The Saddest
Pleasure
"I'm going to wind
it up. Call it a day."
"Whatever for?"
"I'm too old to travel, for one thing."
"Which Frenchman said, 'Travel is the saddest of pleasures'?"
"It gave me eyes."
Paul Theroux
Travel has always been the saddest of pleasures for me. New landscapes, new cultures, new worlds. Adventures, revelations, the saddest of partings. As a young man, I always thought I could return to a place over and over: "I'll be back". Sometimes I did return; to the Galapagos Islands, for example, or Argentine Patagonia. But as the years add up, I now more often bid farewell to a place knowing that there ís no going back.

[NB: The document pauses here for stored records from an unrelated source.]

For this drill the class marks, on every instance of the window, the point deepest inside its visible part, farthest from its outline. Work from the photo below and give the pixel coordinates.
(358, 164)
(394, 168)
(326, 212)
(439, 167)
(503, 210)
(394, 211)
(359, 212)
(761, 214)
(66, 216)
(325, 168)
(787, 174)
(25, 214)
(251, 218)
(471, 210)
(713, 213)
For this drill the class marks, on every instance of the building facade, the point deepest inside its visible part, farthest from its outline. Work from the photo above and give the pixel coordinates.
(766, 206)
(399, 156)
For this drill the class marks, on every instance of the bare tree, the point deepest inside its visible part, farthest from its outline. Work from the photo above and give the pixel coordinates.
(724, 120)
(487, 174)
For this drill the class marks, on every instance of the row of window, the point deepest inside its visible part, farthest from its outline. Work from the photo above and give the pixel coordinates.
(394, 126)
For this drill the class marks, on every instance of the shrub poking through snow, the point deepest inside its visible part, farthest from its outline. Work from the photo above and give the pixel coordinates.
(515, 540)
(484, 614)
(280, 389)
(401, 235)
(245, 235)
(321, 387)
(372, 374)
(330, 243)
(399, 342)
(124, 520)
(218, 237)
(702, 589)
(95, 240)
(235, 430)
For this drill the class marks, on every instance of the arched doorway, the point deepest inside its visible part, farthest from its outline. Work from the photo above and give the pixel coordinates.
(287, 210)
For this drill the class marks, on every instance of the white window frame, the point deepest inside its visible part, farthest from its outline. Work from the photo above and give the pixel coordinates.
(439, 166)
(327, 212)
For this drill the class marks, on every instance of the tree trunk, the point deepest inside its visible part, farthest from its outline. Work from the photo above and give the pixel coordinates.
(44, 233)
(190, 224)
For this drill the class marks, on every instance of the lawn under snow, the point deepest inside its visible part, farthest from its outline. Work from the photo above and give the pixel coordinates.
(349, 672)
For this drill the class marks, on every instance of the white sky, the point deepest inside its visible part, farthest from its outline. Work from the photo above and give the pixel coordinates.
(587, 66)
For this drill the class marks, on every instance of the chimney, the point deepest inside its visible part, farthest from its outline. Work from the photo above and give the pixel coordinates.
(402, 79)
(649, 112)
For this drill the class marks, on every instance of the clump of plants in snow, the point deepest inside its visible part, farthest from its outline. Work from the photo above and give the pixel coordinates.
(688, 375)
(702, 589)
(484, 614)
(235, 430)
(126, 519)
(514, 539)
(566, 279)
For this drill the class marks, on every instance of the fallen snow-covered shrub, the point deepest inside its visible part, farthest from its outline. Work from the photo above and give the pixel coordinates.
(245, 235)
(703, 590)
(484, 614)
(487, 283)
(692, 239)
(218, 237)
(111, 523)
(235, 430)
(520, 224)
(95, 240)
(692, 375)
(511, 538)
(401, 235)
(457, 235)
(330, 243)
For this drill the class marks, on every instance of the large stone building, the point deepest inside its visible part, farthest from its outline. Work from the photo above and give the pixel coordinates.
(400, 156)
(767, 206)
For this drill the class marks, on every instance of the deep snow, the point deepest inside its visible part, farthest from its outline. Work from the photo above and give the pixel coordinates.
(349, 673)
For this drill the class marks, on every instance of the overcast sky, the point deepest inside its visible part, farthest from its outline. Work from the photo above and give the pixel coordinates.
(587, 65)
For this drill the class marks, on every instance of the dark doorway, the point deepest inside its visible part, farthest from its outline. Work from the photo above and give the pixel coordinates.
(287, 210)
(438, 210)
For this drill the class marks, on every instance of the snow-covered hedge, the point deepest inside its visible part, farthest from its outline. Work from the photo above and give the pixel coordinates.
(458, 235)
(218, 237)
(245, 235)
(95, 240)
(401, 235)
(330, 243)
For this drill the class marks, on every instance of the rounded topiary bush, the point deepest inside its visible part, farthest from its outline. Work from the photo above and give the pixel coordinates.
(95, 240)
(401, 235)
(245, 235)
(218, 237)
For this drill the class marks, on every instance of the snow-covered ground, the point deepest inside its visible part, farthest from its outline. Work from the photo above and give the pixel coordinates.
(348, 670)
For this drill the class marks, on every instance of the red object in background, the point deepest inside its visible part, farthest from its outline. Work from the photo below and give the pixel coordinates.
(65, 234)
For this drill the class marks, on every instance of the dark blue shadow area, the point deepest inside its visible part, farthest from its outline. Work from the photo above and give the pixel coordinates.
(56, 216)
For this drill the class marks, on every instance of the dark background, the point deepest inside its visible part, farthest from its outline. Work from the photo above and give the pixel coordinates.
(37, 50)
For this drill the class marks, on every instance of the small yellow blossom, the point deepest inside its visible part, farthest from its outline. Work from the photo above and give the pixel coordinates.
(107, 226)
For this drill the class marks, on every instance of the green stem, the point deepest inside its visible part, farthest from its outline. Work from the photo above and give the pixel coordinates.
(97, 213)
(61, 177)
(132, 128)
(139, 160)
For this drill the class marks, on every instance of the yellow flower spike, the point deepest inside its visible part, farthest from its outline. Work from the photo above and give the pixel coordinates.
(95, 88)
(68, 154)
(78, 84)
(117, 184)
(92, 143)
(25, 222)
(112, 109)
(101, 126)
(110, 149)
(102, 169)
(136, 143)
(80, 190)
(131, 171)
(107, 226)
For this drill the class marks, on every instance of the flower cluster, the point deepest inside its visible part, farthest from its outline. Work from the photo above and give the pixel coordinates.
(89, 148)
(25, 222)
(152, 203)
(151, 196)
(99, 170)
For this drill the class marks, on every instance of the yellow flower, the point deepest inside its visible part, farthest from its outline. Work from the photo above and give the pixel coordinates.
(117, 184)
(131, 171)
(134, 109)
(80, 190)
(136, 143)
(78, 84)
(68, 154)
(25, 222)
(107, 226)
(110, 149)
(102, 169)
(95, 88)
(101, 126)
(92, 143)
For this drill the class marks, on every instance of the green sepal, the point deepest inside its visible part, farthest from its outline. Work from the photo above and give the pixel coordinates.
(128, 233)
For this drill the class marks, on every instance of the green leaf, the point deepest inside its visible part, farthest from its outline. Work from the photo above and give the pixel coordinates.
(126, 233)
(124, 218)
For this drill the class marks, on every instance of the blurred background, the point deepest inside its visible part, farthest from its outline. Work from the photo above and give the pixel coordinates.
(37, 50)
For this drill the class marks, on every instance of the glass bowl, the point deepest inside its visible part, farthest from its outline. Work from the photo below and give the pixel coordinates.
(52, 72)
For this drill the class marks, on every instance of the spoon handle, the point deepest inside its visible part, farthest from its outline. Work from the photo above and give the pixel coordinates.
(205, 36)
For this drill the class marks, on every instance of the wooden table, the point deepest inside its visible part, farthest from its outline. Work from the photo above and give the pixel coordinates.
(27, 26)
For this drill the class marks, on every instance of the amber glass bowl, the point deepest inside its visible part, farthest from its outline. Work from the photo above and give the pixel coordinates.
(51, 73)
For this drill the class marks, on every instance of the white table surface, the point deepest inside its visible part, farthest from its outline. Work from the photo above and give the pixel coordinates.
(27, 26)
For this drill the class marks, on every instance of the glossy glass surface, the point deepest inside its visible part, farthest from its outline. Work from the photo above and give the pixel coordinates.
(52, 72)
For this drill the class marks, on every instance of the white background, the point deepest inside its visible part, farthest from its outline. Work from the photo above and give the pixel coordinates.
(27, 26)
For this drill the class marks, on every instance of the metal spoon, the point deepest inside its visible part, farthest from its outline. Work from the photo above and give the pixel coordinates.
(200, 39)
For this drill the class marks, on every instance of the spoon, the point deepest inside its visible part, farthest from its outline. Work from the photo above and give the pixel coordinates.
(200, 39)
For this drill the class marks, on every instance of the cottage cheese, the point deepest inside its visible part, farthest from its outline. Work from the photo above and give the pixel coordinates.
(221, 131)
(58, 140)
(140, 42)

Remembered journeys - Yellowstone National Park
I remember one night, sharing some beers in a dark and freezing bar with the postmaster
of a God-forsaken mining town, San Antonio de los Cobres, on Argentina's Andean-backbone
boundary with Chile, just south of the Bolivian line. He said he liked me and my
companion, and, in all seriousness, he would try someday to ride his burro to Montana
to visit us. When we had consumed the last beer, we excused ourselves, thanking him
for his companionship and telling him we hoped to see him next time we made it to
San Antonio. "You won't be back," he insisted. "They all say they'll
be back, but not a single traveler has ever returned."
I never returned.
The photos I'm sharing here are a nearly random selection of places that have meant
a lot to me, and that continue to haunt me to this day. Most of them are in South
America. There are stories behind every photo, of course, but there is no room here
for those stories. I share them with you as a simple reminder of how beautiful, how
precious, and how fleeting our world is.
I am like a distracted
child
Whom they drag by the hand
Through the fiesta of the world.
My eyes cling, sadly, to things...
And what misery when they tear me away from them!